The risk level may be downgraded once the rest home reports the issue is fixed.

Action status

Whether the necessary action is still in progress or if it is complete, as reported by the rest home to the relevant district health board.

Date action reported complete

The date that the district health board was told the issue was fixed.

About audit reports

Audit reports for this rest home’s latest audits can be downloaded below.

Full audit reports are provided for audits processed and approved after 29 August 2013. Note that the format for the full audit reports was streamlined from 16 December 2014. Full audit reports between 29 August 2013 and 16 December 2014 are therefore in a different format. 
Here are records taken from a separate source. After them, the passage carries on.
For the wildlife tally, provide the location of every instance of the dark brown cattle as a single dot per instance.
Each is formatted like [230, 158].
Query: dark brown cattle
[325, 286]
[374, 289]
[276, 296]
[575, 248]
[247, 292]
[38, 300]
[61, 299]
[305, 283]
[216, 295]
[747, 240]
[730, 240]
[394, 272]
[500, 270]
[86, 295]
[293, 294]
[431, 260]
From 1 June 2009 to 28 February 2022 rest homes were audited against the Health and Disability Services Standards NZS 8134:2008. These standards have been updated, and from 28 February 2022 rest homes are audited against Ngā Paerewa Health and Disability Services Standard NZS 8134:2021.

Before 29 August 2013, only audit summaries are available.

Both the recent full audit reports and previous audit summaries include:

  • an overview of the rest home’s performance, and
  • coloured indicators showing how well the rest home performed against the different aspects of the Ngā Paerewa Health and Disability Services Standard.

Note: From November 2013, as rest homes are audited, any issues from their latest audit (the corrective actions required by the auditor) appear on the rest home’s page. As the rest home completes the required actions, the status on the website updates.